マリアはエリーゼの真摯な眼差しを受け止め、しばらく沈黙していたが、やがて微笑んで頷いた。
「エリーゼ様…あなたの決意、受け入れます。共に、神の御意志を果たしましょう」
こうして、エリーゼはマリアに付き従うことを誓い、二人は共にその場を後にした。アレクシス王子は、二人の姿が消えていくのを見つめながら、ただ静かに立ち尽くしていた。
マリアとエリーゼがその場を去った後、広間には一瞬の静寂が訪れた。そして気がつくと、そこにいたはずの教会の神官たちや、アレクシス王子の取り巻きであった貴族たちさえも、いつの間にか姿を消していた。
広い広間には、アレクシス王子一人だけが取り残されていた。彼はただ静かに立ち尽くし、自らの決断と行動の結果を考え込んでいた。

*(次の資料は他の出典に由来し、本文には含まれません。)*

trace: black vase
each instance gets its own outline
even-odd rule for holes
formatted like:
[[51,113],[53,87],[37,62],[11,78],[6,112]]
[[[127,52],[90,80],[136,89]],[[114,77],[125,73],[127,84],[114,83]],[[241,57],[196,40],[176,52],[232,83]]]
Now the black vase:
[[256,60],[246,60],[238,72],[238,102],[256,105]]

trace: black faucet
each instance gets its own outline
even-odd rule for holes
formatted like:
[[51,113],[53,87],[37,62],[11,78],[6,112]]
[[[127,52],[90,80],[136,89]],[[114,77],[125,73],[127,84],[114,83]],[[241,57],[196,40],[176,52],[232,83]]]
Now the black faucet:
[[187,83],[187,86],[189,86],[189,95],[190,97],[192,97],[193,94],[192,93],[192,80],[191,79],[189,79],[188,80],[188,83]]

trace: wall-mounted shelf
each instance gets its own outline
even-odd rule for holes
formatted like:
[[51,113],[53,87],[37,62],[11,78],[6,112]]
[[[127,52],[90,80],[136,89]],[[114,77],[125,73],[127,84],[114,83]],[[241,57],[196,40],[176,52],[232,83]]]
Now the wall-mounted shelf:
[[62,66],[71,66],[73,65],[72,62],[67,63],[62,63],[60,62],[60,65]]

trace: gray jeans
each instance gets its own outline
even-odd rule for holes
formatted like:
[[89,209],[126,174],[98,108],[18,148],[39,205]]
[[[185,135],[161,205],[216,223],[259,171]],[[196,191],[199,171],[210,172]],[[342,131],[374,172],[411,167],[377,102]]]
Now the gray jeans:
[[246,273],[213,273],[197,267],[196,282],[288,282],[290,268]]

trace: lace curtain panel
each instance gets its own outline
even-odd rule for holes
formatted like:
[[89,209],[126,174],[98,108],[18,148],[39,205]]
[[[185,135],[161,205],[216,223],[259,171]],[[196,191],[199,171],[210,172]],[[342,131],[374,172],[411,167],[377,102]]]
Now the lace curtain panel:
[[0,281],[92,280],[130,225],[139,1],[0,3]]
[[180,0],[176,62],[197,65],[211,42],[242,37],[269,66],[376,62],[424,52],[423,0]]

周囲の支持を失い、一人きりになった王子の心には、今まで感じたことのない孤独感が押し寄せてきた。自分が犯した過ちと、それに対する後悔が彼を苛み、彼は深い溜息をつくしかなかった。
彼の心中には、今までの傲慢な態度や、マリアやエリーゼに対する扱いに対する反省が湧き上がっていたが、もはや彼の側にそれを聞いてくれる者は誰一人いなかった。